Я уж не впервые слышу эту угрозу из уст Лукьяныча. Всякий раз, как я приезжаю в Чемезово, он считает своим долгом пронзить меня ею. Мало того: я отлично знаю, что он никогда не решится привести эту угрозу в действие, что с его стороны это только попытка уязвить меня, заставить воспрянуть духом, и ничего больше. И за всем тем, всякий раз, как я слышу эту просьбу «ослобонить», я невольно вздрагиваю при мысли о той беспомощности, в которой я найдусь, если вдруг, паче чаяния, стрясется надо мной такая беда.
– Опомнись, Лукьяныч! что́ ты говоришь! – обратился я к нему.
– Да ведь умру – надо же тогда будет другого искать!
– А ты прежде кончи!
Он уставился глазами в землю и пощипывал одной рукой бородку.
– Кончать надо… * это так. И сам я вижу. Только кончим ли? Кабы вы настоящий «господин» были – это точно… Вот как березниковская барыня, например…
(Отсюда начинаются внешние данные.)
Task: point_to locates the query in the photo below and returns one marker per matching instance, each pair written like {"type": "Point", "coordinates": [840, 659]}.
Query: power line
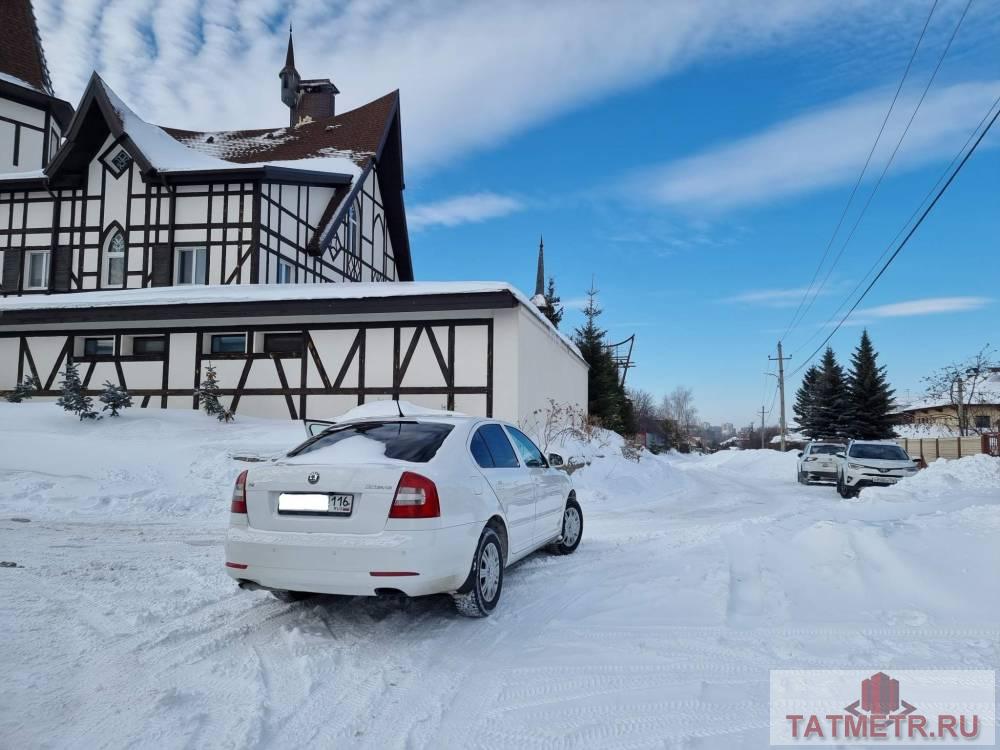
{"type": "Point", "coordinates": [909, 220]}
{"type": "Point", "coordinates": [864, 169]}
{"type": "Point", "coordinates": [892, 157]}
{"type": "Point", "coordinates": [906, 239]}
– Какая еще березниковская барыня?
– Порфирьева, Марья Петровна. Сестрица вам будет… чтой-то уж и забыли! А оне вечо́р гонца в Чемезово присылали, просили весточку им дать, как приедете.
– Машенька Величкина! кузина! Боже! да ведь и в самом деле она здесь!
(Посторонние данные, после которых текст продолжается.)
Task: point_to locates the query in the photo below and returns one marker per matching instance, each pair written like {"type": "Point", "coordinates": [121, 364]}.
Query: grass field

Целый рой воспоминаний пронесся передо мной при этом имени. Я знал Машеньку еще шестнадцатилетнею девушкой, да и самому мне было в то время не более двадцати шести, двадцати семи лет. В то время я с особенным удовольствием езжал в Березники (владелец их приходился мне двоюродным дядей), верстах в двенадцати от Чемезова, в Березники, где была прекрасная барская усадьба, в которой царствовало безграничное гостеприимство. Но, кажется, меня всего больше влекла туда Машенька. Ее нельзя было назвать красивою, но она была удивительно миловидная девушка-ребенок. Именно ребенок. Маленькая, худенькая, почти прозрачная, точно бисквитная куколка. «Совсем-совсем куколка», говорили тогда об ней. В глазах у нее постоянно светилось какое-то горе, которое всего точнее можно назвать горем ни об чем; тонкие бровки были всегда сдвинуты; востренький подбородок, при малейшем недоумении, нервно вздрагивал; розовые губы, в минуты умиления, складывались сердечком. «Миленькая! миленькая!» – как-то естественно думалось при взгляде на нее.
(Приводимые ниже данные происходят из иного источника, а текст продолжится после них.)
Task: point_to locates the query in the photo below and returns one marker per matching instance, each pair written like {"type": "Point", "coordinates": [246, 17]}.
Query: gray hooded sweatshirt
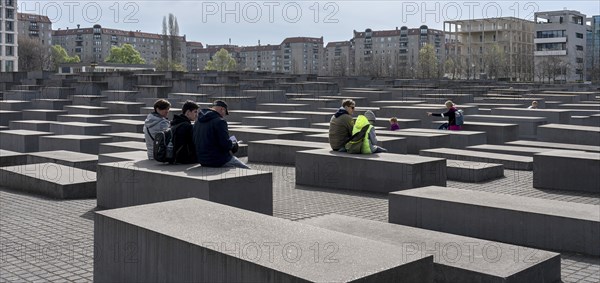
{"type": "Point", "coordinates": [153, 124]}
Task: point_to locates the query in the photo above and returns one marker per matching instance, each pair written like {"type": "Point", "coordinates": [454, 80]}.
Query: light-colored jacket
{"type": "Point", "coordinates": [153, 124]}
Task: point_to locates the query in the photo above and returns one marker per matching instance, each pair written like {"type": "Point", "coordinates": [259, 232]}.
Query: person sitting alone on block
{"type": "Point", "coordinates": [214, 147]}
{"type": "Point", "coordinates": [364, 139]}
{"type": "Point", "coordinates": [156, 122]}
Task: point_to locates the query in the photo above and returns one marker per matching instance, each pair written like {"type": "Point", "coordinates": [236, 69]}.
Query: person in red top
{"type": "Point", "coordinates": [451, 114]}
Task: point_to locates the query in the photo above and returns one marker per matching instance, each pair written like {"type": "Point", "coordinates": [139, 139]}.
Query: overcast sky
{"type": "Point", "coordinates": [247, 22]}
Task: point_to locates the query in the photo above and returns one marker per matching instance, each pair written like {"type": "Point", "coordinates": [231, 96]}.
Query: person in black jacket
{"type": "Point", "coordinates": [451, 114]}
{"type": "Point", "coordinates": [183, 133]}
{"type": "Point", "coordinates": [214, 148]}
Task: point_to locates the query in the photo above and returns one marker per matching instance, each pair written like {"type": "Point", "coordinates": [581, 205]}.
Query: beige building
{"type": "Point", "coordinates": [500, 48]}
{"type": "Point", "coordinates": [560, 46]}
{"type": "Point", "coordinates": [337, 60]}
{"type": "Point", "coordinates": [394, 52]}
{"type": "Point", "coordinates": [93, 44]}
{"type": "Point", "coordinates": [302, 55]}
{"type": "Point", "coordinates": [9, 57]}
{"type": "Point", "coordinates": [35, 26]}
Повторяю: я с особенным удовольствием посещал Березники и еще с бо́льшим удовольствием бродил с Машей по аллеям парка. Я помню, я говорил ей, что истина вечна, красота вечна, дух вечен, добро вечно. Что все остальное пройдет, как дурной сон, а эти четыре фактора человеческого существования навсегда пребудут незыблемыми и неприкосновенными. Что люди – братья, что они должны любить друг друга, что счастье есть удел всех. И что, за всем тем, нельзя обойтись без страданья, потому что страданье очищает человека. Я помню, как она с недоумением вслушивалась в мои слова, как глаза ее начинали светиться сугубым горем «ни об чем» и как она вдруг, в самом патетическом месте, пугливо прерывала меня.
– Голубчик! – говорила она мне. – Я знаю, ты будешь смеяться надо мной, но что же мне делать: мысль о вечности пугает меня!